CS Tech Talk: Introduction to Analytics and Big Data


DMP 110

'Big Data' is the term for a collection of data sets so large and complex that it becomes difficult to process using on-hand database management tools, or traditional data processing applications. The challenges include capture, curation, storage, search, sharing, transfer, analysis, and visualization. The trend to larger data sets is due to the additional information derivable from analysis of a single large set of related data, as compared to separate smaller sets with the same total amount of data. This allows correlations to be found, to spot business trends, determine quality of research, prevent diseases, combat crime, and determine real-time roadway traffic conditions.[1]

In this introductory discussion, the data challenges from a business perspective will be presented, real-world business problems will be explored and Hadoop and it's associated technologies will be explained. HDFS, MapReduce and the related ecosystem projects will be introduced. This discussion is targeted at those engineering professionals who are interested in the related technologies. They may have little or no background experience, but are looking to leverage these technologies in their organizations. Ample time will be given for Hadoop Use Case discussion and the audience is invited to bring discussion problems for group comments, or submit in advance.


Geoff Fawkes is a technology executive with a background in software development and business operational management spanning the past 20+ years. He is currently a technology advisor with the Federal Government of Canada’s National Research Council program (NRC-IRAP), providing business and technology advisory services along with financial support to grow-oriented Canadian small and medium-sized enterprises.
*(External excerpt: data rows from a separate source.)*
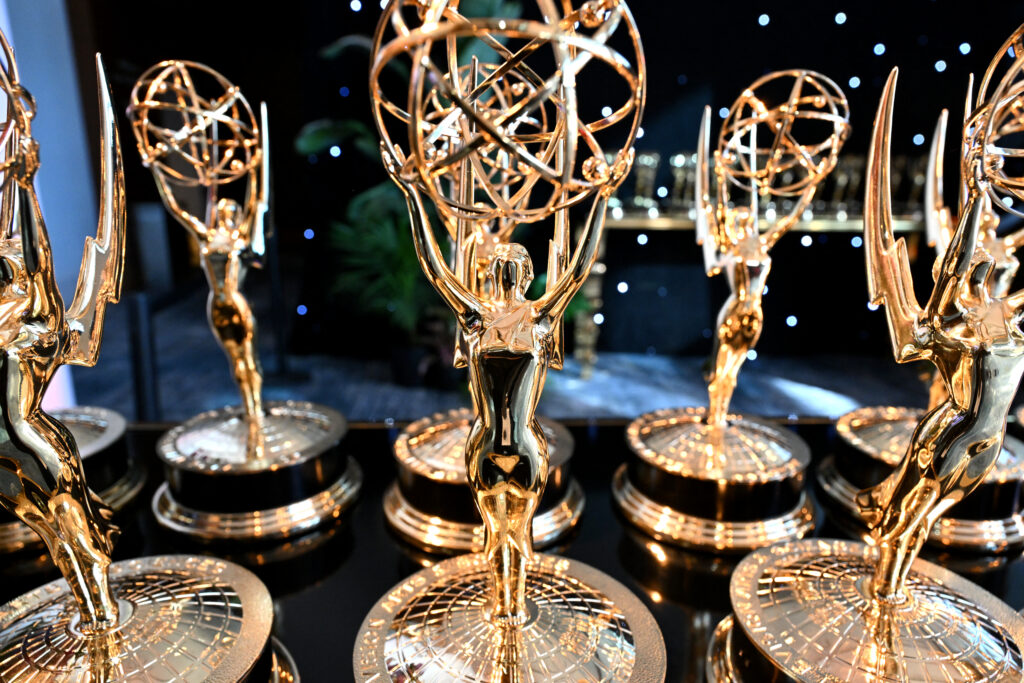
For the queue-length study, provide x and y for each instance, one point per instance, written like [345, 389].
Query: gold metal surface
[181, 619]
[433, 447]
[884, 433]
[971, 335]
[198, 135]
[492, 143]
[294, 431]
[275, 523]
[93, 429]
[809, 605]
[749, 168]
[432, 534]
[683, 442]
[581, 626]
[666, 523]
[43, 482]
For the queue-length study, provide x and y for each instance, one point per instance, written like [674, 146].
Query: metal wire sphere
[516, 133]
[194, 137]
[758, 145]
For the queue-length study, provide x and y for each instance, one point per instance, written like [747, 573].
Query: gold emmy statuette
[839, 610]
[873, 439]
[485, 131]
[99, 435]
[170, 619]
[431, 506]
[705, 477]
[260, 470]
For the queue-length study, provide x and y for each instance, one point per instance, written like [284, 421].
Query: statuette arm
[102, 264]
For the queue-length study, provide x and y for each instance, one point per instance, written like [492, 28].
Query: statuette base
[182, 619]
[804, 610]
[871, 442]
[583, 626]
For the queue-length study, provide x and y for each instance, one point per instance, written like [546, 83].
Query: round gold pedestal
[182, 619]
[753, 478]
[583, 626]
[215, 492]
[99, 434]
[871, 442]
[430, 505]
[803, 612]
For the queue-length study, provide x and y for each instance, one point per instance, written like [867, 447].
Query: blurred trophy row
[481, 130]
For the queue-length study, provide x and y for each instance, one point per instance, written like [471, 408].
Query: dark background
[697, 53]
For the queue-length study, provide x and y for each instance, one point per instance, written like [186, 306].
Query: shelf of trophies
[644, 204]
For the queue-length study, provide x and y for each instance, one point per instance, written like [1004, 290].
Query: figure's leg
[48, 493]
[737, 333]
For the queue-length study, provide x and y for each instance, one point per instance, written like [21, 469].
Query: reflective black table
[325, 583]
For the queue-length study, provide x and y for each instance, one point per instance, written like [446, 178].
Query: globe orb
[783, 133]
[487, 120]
[193, 125]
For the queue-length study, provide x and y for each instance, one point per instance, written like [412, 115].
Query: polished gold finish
[666, 523]
[434, 513]
[883, 433]
[300, 450]
[94, 430]
[809, 606]
[753, 167]
[208, 141]
[271, 524]
[44, 483]
[493, 143]
[838, 610]
[581, 626]
[971, 336]
[181, 619]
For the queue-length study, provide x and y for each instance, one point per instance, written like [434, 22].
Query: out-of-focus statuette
[872, 439]
[705, 477]
[259, 470]
[170, 619]
[486, 132]
[821, 609]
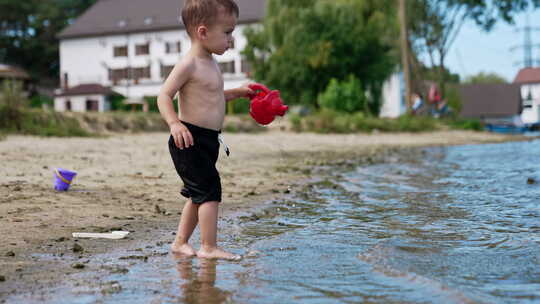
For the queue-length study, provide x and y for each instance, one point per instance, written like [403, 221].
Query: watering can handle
[259, 87]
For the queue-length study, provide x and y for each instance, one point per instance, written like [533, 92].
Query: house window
[92, 105]
[116, 75]
[173, 47]
[120, 51]
[166, 70]
[142, 49]
[141, 73]
[227, 67]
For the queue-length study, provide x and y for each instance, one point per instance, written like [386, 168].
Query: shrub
[466, 124]
[38, 101]
[344, 96]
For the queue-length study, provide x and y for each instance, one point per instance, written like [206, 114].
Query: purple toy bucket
[63, 179]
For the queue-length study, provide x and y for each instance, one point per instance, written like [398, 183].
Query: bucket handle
[61, 177]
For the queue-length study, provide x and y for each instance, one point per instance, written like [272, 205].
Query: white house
[529, 81]
[130, 46]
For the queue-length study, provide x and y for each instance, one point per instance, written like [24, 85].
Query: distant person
[193, 143]
[418, 102]
[434, 98]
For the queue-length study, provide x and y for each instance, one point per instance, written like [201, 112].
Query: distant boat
[506, 128]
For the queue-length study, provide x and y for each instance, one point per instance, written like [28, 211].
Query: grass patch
[328, 121]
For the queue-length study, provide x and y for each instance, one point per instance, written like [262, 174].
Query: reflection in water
[198, 286]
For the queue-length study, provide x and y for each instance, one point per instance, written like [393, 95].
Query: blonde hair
[205, 12]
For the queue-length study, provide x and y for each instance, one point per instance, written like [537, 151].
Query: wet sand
[127, 182]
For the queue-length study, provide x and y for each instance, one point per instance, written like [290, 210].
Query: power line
[528, 46]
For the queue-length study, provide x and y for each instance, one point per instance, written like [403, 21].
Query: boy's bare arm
[243, 91]
[180, 74]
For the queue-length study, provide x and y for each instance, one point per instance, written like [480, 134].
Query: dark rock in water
[77, 248]
[77, 265]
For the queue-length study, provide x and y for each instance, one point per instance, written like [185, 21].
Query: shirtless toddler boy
[193, 143]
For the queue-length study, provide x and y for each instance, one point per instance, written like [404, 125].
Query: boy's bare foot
[184, 249]
[218, 254]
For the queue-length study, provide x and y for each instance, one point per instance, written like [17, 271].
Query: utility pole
[405, 52]
[528, 45]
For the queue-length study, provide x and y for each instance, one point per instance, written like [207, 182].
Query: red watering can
[265, 104]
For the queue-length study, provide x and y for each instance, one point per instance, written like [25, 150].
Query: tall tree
[435, 24]
[28, 32]
[303, 44]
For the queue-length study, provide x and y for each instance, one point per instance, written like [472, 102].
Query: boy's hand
[246, 91]
[181, 135]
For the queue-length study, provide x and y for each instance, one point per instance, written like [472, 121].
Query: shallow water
[455, 225]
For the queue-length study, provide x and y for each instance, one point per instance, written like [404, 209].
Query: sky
[476, 51]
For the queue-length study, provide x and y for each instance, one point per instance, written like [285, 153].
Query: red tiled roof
[88, 89]
[8, 71]
[528, 75]
[109, 17]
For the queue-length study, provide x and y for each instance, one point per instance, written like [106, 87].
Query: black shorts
[196, 165]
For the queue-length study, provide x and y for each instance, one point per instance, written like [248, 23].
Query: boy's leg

Previously, he was in the role of Director, Engineering at Teradata leading the Toronto and Beijing architecture, engineering and testing teams. In addition to his engineering responsibilities, he served as the site IT infrastructure lead for the Teradata analytical database hardware and IT support systems for the Canada-wide sales and R&D groups. He has 10+ years expertise in offshore software development in India, China and Brazil, having structured and mentored teams to grow their expertise globally.